The problem is (I THINK) that the URL Arguments passed from the Response Handler to the rest.py change the format to this:
URL Arguments:
updated_since=1970-10-10 10:10:10
And this generate a Bad request to the API:
03-26-2018 16:27:32.652 -0300 ERROR ExecProcessor - message from "python /opt/splunk/etc/apps/rest_ta/bin/rest.py" HTTP Request error: 400 Client Error: Bad Request
My response handler script:
class FreshDeskResponseHandler:
def __init__(self,**args):
pass
def __call__(self, response_object,raw_response_output,response_type,req_args,endpoint):
if response_type == "json":
output = json.loads(raw_response_output)
datetime_format = '%Y-%m-%d %H:%M:%S'
last_update_at = "1970-10-10 10:10:10"
for freshdesk_event in output:
print_xml_stream(json.dumps(freshdesk_event))
if "updated_at" in freshdesk_event:
update_at_date = (freshdesk_event["updated_at"].replace("T", " "))[:-1]
if update_at_date > last_update_at:
update_one_sec = str(datetime.datetime.strptime(update_at_date, datetime_format) + datetime.timedelta(seconds=1))
update_one_sec = (update_one_sec.replace(" ", "T")) + str('Z')
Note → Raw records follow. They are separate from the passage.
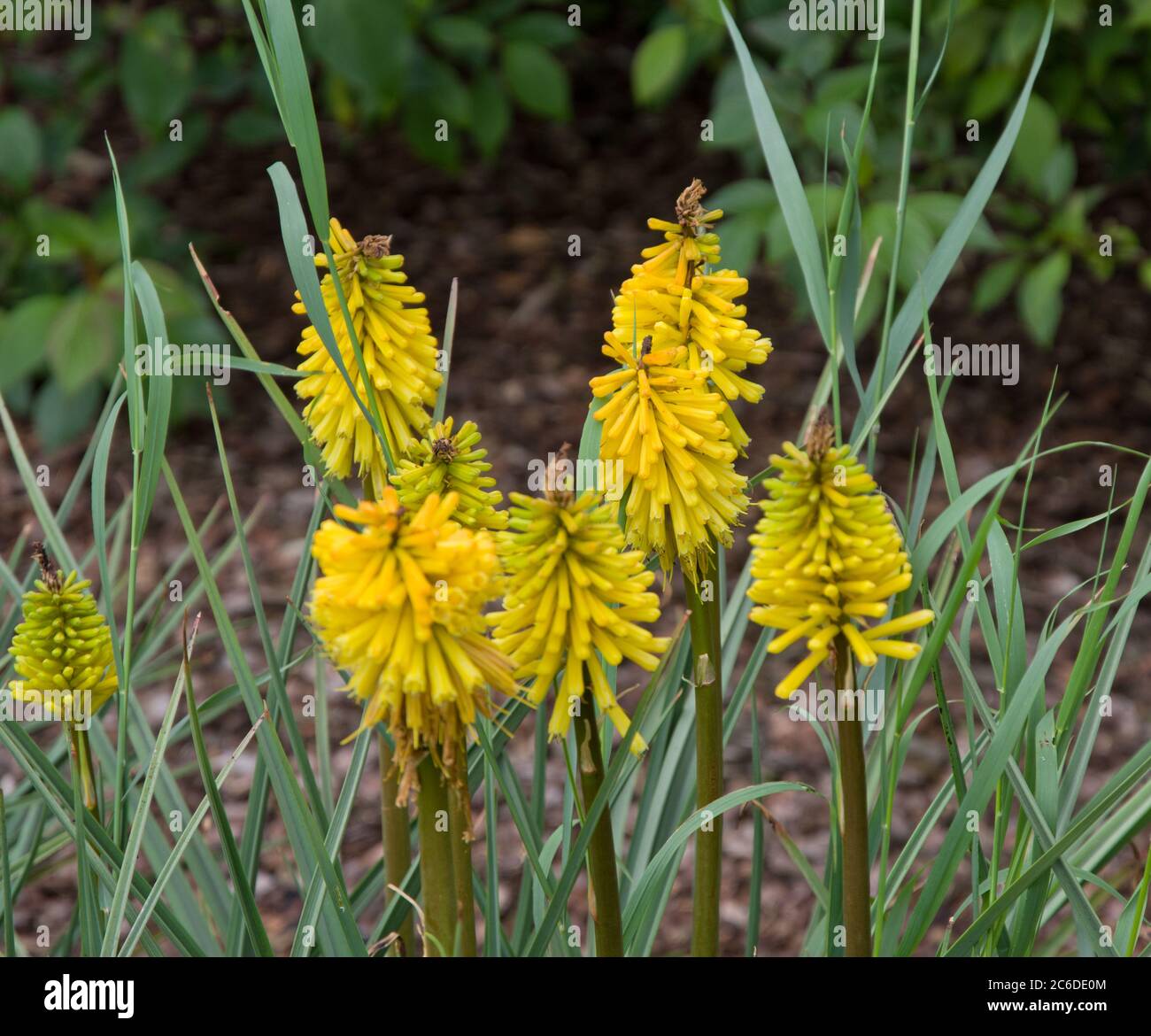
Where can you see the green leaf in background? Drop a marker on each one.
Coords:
(21, 146)
(540, 27)
(990, 92)
(58, 418)
(996, 282)
(1039, 137)
(1040, 299)
(368, 45)
(491, 113)
(157, 72)
(460, 35)
(659, 62)
(537, 80)
(23, 337)
(81, 340)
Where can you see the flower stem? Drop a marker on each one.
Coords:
(705, 626)
(460, 828)
(436, 876)
(398, 843)
(853, 820)
(81, 758)
(603, 883)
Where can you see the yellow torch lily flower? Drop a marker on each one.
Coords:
(575, 591)
(442, 461)
(668, 429)
(678, 296)
(398, 607)
(399, 356)
(62, 651)
(828, 557)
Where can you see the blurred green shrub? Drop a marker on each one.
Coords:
(183, 76)
(61, 329)
(1092, 91)
(421, 61)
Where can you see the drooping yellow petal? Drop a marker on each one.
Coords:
(828, 557)
(574, 590)
(398, 605)
(398, 350)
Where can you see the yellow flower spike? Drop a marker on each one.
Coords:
(825, 518)
(398, 605)
(574, 590)
(447, 461)
(399, 356)
(667, 429)
(679, 298)
(62, 651)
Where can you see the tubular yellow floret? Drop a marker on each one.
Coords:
(575, 591)
(666, 427)
(399, 356)
(398, 605)
(62, 649)
(445, 461)
(679, 298)
(827, 557)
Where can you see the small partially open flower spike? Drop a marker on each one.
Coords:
(442, 461)
(399, 355)
(828, 557)
(574, 590)
(398, 606)
(679, 298)
(62, 651)
(667, 429)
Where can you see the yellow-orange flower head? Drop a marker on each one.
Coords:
(442, 461)
(827, 560)
(667, 429)
(678, 296)
(575, 591)
(62, 649)
(398, 605)
(399, 356)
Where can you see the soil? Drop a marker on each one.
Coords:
(530, 318)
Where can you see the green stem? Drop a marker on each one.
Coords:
(81, 758)
(436, 876)
(398, 841)
(853, 822)
(603, 883)
(460, 824)
(705, 626)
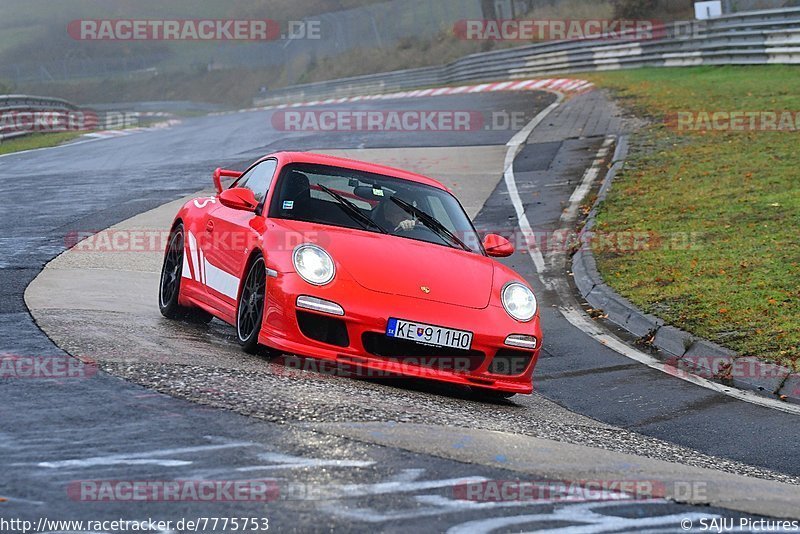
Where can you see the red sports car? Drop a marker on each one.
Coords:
(361, 264)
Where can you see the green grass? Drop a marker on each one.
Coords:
(738, 283)
(39, 140)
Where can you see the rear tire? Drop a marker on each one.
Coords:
(170, 287)
(250, 310)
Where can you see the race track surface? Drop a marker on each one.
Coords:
(59, 431)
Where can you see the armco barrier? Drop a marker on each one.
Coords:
(758, 37)
(19, 104)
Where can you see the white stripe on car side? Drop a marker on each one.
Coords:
(195, 256)
(185, 272)
(220, 281)
(207, 273)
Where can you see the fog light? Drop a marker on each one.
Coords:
(522, 341)
(320, 305)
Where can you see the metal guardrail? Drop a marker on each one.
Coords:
(753, 38)
(13, 108)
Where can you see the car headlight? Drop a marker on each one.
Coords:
(519, 301)
(313, 264)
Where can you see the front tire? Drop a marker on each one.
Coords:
(492, 394)
(170, 287)
(250, 311)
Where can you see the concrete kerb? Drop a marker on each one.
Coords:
(687, 352)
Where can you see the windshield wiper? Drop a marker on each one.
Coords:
(352, 210)
(432, 223)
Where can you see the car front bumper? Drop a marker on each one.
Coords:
(366, 314)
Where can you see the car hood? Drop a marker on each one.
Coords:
(402, 266)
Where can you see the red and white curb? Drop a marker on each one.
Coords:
(561, 85)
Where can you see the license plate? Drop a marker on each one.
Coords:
(428, 334)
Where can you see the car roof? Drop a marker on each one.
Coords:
(324, 159)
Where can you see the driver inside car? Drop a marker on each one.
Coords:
(393, 216)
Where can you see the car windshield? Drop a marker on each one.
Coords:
(371, 202)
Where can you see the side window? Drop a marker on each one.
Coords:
(259, 178)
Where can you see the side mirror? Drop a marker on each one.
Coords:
(497, 246)
(239, 198)
(219, 173)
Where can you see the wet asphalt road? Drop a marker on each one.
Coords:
(116, 430)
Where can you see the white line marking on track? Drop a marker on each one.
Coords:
(514, 146)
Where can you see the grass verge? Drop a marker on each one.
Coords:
(726, 205)
(38, 140)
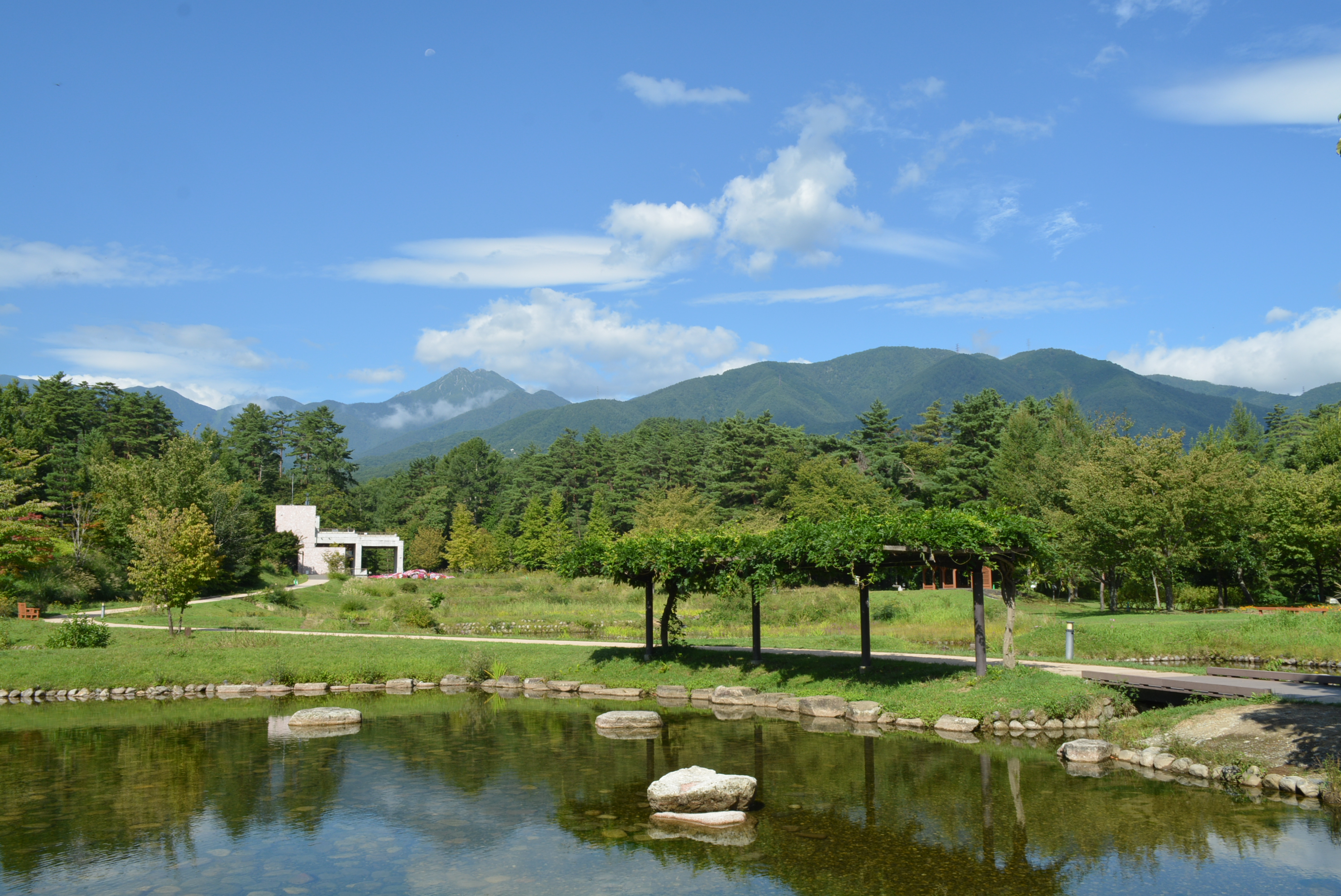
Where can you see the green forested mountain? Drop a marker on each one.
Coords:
(455, 401)
(1328, 395)
(825, 397)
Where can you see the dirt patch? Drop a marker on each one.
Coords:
(1280, 734)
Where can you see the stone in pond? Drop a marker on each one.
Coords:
(629, 719)
(696, 789)
(769, 699)
(325, 715)
(825, 706)
(1086, 750)
(863, 711)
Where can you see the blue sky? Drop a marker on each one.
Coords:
(344, 200)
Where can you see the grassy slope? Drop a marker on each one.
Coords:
(153, 658)
(940, 621)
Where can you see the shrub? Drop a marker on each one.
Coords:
(479, 666)
(1195, 597)
(80, 631)
(420, 617)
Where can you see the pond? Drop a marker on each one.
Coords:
(471, 793)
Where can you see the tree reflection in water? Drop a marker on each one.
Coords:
(455, 776)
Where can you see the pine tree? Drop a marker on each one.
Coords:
(530, 544)
(598, 521)
(558, 536)
(878, 427)
(255, 444)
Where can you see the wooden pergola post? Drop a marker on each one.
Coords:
(864, 592)
(647, 651)
(979, 620)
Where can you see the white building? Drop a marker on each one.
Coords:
(318, 543)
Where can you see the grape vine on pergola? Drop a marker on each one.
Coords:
(863, 549)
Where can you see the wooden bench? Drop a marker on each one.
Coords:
(1190, 685)
(1306, 678)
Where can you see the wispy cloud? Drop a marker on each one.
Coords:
(1061, 228)
(394, 373)
(918, 173)
(580, 349)
(822, 294)
(1294, 92)
(1105, 58)
(667, 92)
(202, 361)
(1012, 301)
(1298, 357)
(436, 412)
(1128, 10)
(26, 265)
(518, 262)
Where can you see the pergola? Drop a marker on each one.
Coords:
(853, 548)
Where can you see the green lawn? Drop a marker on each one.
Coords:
(144, 658)
(939, 621)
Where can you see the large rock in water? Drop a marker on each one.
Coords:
(698, 789)
(629, 719)
(325, 715)
(1086, 750)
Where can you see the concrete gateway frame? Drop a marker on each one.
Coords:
(317, 543)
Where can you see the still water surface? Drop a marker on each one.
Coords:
(474, 794)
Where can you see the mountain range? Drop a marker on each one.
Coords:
(825, 397)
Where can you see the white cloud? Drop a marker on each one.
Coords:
(1302, 356)
(202, 361)
(575, 346)
(794, 204)
(1297, 92)
(983, 342)
(519, 262)
(394, 373)
(1012, 302)
(917, 173)
(1061, 228)
(50, 265)
(824, 294)
(1105, 58)
(437, 411)
(1128, 10)
(658, 234)
(921, 90)
(668, 92)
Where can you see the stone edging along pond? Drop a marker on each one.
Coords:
(1087, 757)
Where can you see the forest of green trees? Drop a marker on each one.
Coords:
(1244, 514)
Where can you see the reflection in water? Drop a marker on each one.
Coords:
(463, 793)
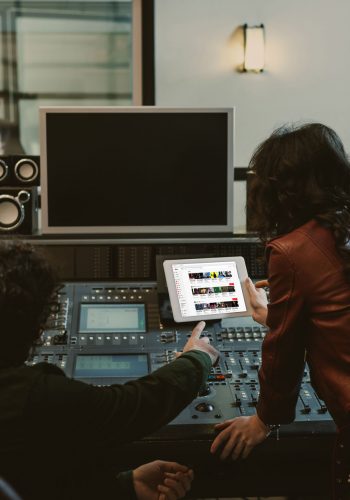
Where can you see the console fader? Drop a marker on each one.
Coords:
(104, 333)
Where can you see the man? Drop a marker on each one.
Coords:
(59, 437)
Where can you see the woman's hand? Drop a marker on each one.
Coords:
(258, 299)
(239, 436)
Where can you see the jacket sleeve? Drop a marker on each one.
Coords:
(120, 413)
(283, 349)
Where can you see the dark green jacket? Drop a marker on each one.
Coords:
(58, 435)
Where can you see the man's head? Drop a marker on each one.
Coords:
(27, 291)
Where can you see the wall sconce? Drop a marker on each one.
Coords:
(254, 48)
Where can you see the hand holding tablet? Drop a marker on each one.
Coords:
(209, 288)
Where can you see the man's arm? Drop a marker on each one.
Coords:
(121, 413)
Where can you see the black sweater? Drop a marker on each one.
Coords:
(57, 435)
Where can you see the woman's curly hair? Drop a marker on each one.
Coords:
(28, 288)
(301, 173)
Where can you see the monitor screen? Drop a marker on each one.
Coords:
(136, 170)
(110, 365)
(112, 318)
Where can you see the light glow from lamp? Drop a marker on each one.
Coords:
(254, 48)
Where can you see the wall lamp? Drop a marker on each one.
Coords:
(254, 48)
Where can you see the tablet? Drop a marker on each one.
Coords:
(207, 288)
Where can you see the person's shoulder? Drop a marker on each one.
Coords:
(297, 238)
(304, 243)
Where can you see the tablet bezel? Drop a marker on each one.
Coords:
(242, 274)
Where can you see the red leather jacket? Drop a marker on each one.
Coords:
(309, 313)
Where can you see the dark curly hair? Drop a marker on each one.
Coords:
(28, 288)
(301, 173)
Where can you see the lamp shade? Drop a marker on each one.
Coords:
(254, 48)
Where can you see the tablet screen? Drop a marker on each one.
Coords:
(208, 288)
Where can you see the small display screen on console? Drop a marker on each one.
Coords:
(107, 365)
(112, 318)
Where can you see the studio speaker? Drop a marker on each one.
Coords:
(18, 210)
(19, 181)
(20, 171)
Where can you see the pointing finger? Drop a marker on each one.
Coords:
(197, 330)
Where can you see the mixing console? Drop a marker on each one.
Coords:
(104, 333)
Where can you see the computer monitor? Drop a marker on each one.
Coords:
(117, 170)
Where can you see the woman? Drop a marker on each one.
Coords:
(300, 201)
last_update_at = update_one_sec
if not "params" in req_args:
req_args["params"] = {}
req_args["params"]["updated_since"] = str(last_update_at.replace(" ", "T") + str('Z'))
else:
print_xml_stream(raw_response_output)
My inputs .conf:
[rest://TEST - input freshdeck]
auth_password = PASSWORD
auth_type = basic
auth_user = USERNAME
endpoint = https://DOMAIN.freshdesk.com/api/v2/tickets
http_method = GET
index_error_response_codes = 0
response_type = json
sequential_mode = 0
sourcetype = json_freshdesk
streaming_request = 0
cookies = _x_w=24_5
disabled = 0
host = fresh_desk_api
index = testfresh
polling_interval = 60
response_handler_args =
response_handler = FreshDeskResponseHandler
url_args = updated_since=1970-10-10 10:10:10
Has someone encountered a similar problem or knows a workaround to this?
Thanks in advance!
Are you able to get a trace of the actual HTTP GET request sent out , maybe using wireshark or something similar to capture it.
Hi Damien, thank you for your quick response. I am trying to trace the http request but failing in the attempt. Could you guide me please? the instance of splunk is in a virtual machine Centos without graphical interface and I do not have access to the server that hosts it.
I have tried with tcpdump, netstat, lsof, iptraf without success.
Try using Splunk Stream 🙂 https://splunkbase.splunk.com/app/1809/
I'm already configure splunk stream, but I still can't see the URL with the parameters or the body of the package.
I see data from this sources:
stream:Splunk_DNSIntegrity
stream:Splunk_DNSRequestResponse
stream:Splunk_SSLActivity
stream:Splunk_HTTPURI
stream:http
Is there something I'm missing? let me know if you need a sample of the events.